Most people interacting with natural language models don’t do so in this way, but LMs can be very easily used for zero-shot classification. Simply plug the options you want to classify between into the model, and compare the probabilities it outputs for each of the options.

And this can be extended in a myriad of ways, a few of them are

Command generation
Code autocomplete
Deciding what to search on the web
Calculator prompts

In any use case that requires the generation of structured grammar, a language model can simply be plugged into an existing autocompletion system, like a Python language server, for example.

Reinforcement Learning

You probably weren’t expecting to see this here, but OpenAI has pioneered a way to incorporate (relatively) small scale manual labeling to manipulate a language model’s behaviour.

As illustrated in this infographic, OpenAI was able to train a reward model on human labeled responses, which they then used to fine tune GPT using Reinforcement Learning.

Conclusion

The model architecture which makes all of this possible is truly incredible.

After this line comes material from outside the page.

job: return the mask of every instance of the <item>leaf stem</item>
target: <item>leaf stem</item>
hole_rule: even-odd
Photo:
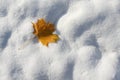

The Transformer has stood the test of time, going relatively unchanged since it was first introduced in 2017 in the paper “Attention is all you need”. Most of the improvements in AI since then have primarily focused on everything surrounding the Transformer — building massive corpuses of text data, coming up with efficient pipelines to train models with hundreds of billions of parameters, and of course, sampling the results form these models.